Auf die Förderbedingungen kommt es an
Damit Unternehmen die Transformation und den Ausbau ihrer Wärmenetze weiter vorantreiben können, sind passende Förderkonditionen erforderlich. Für das Gelingen der Wärmewende in Deutschland werden laut AGFW mindestens 3 Mrd. Euro jährlich für erforderlich gehalten. Bleibt es allerdings beim bislang angekündigten Budget, werden die Fördermittel bereits in einem Jahr ausgeschöpft sein.

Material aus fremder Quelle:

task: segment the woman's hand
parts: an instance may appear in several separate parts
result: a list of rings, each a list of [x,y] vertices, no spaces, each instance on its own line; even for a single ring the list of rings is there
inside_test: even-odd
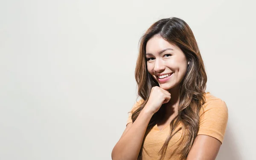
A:
[[[152,87],[148,100],[144,108],[153,113],[157,112],[163,104],[171,99],[171,93],[168,91],[155,86]]]

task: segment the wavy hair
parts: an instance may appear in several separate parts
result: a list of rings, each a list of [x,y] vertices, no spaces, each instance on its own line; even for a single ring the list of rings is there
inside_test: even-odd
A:
[[[198,132],[199,112],[205,103],[204,94],[207,76],[194,34],[188,25],[183,20],[172,17],[159,20],[153,23],[140,39],[135,76],[138,87],[138,96],[140,96],[144,101],[133,113],[131,118],[134,122],[148,102],[152,87],[159,86],[157,81],[147,70],[145,58],[147,42],[154,35],[160,36],[179,47],[189,61],[186,72],[179,85],[180,102],[177,114],[170,123],[170,134],[158,152],[161,155],[160,160],[162,160],[166,154],[170,140],[179,130],[182,129],[182,138],[173,154],[179,149],[178,154],[181,155],[181,158],[186,159]],[[149,131],[161,118],[161,115],[164,114],[163,108],[161,107],[150,120],[138,158],[142,156],[145,138]],[[175,133],[174,131],[180,122],[182,124],[182,128]]]

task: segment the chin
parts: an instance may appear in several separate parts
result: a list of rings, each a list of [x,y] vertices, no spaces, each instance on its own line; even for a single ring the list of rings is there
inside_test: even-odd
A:
[[[165,90],[168,90],[172,88],[172,86],[168,84],[159,84],[159,87]]]

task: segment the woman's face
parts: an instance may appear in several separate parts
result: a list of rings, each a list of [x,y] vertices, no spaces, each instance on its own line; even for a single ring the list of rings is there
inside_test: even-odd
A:
[[[166,90],[179,85],[188,64],[185,54],[178,47],[158,35],[147,43],[146,58],[148,72],[157,81],[159,86]],[[168,76],[165,75],[166,74]],[[160,78],[158,77],[164,75]]]

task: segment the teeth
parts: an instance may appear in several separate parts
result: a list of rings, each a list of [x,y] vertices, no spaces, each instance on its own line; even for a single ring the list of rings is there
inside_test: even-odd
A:
[[[158,78],[159,78],[160,79],[163,79],[163,78],[166,77],[169,77],[169,76],[171,76],[171,74],[171,74],[171,73],[165,74],[164,75],[158,76]]]

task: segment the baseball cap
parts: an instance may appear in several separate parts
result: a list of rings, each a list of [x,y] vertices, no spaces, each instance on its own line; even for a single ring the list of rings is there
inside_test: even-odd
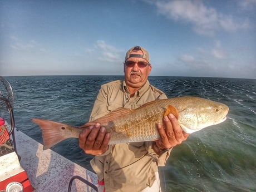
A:
[[[131,54],[131,52],[133,50],[141,50],[142,51],[143,55],[141,54]],[[150,63],[150,58],[149,57],[149,53],[144,48],[141,46],[135,46],[131,48],[128,51],[126,52],[126,55],[125,55],[125,62],[126,61],[127,59],[130,57],[141,57],[145,58],[147,60],[149,63]]]

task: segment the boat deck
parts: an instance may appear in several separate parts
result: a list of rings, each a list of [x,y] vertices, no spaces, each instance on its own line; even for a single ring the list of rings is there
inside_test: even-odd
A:
[[[43,146],[20,131],[15,130],[21,164],[26,171],[35,192],[67,191],[73,176],[78,175],[96,185],[96,174]],[[75,180],[71,191],[92,191],[91,188]]]

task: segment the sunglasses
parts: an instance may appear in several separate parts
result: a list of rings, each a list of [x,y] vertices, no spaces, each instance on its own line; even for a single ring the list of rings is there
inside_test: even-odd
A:
[[[134,61],[127,61],[124,63],[127,67],[133,67],[135,63],[137,63],[138,67],[140,68],[144,68],[148,65],[150,65],[150,63],[147,63],[146,62],[144,61],[139,61],[138,62],[135,62]]]

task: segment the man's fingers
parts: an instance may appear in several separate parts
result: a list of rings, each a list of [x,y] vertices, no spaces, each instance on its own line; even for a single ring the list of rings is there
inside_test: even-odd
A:
[[[83,149],[85,142],[86,142],[86,139],[92,128],[93,128],[93,126],[91,126],[88,128],[85,129],[79,134],[79,146],[80,148]]]
[[[105,134],[106,132],[106,128],[101,127],[100,131],[98,133],[97,138],[96,138],[95,142],[94,142],[93,148],[95,149],[99,149],[101,146],[101,144],[104,139]]]
[[[183,130],[180,126],[178,122],[178,120],[176,117],[171,114],[168,115],[168,117],[170,119],[171,121],[173,132],[175,136],[176,140],[179,142],[181,142],[184,140],[184,137],[183,135]]]

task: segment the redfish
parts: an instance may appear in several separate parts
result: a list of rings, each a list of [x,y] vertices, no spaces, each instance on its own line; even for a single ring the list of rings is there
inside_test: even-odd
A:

Fernwärme und Wärmepumpen kein Widerspruch mehr
Das aktuelle Forschungsprojekt ist auch deshalb von besonderer Relevanz, weil es den scheinbaren Widerspruch zwischen Wärmepumpen und Fernwärme als Versorgungsoption auflöst. Wärmepumpen in der Mannheimer Größenordnung können durchaus für Wärmenetze genutzt werden.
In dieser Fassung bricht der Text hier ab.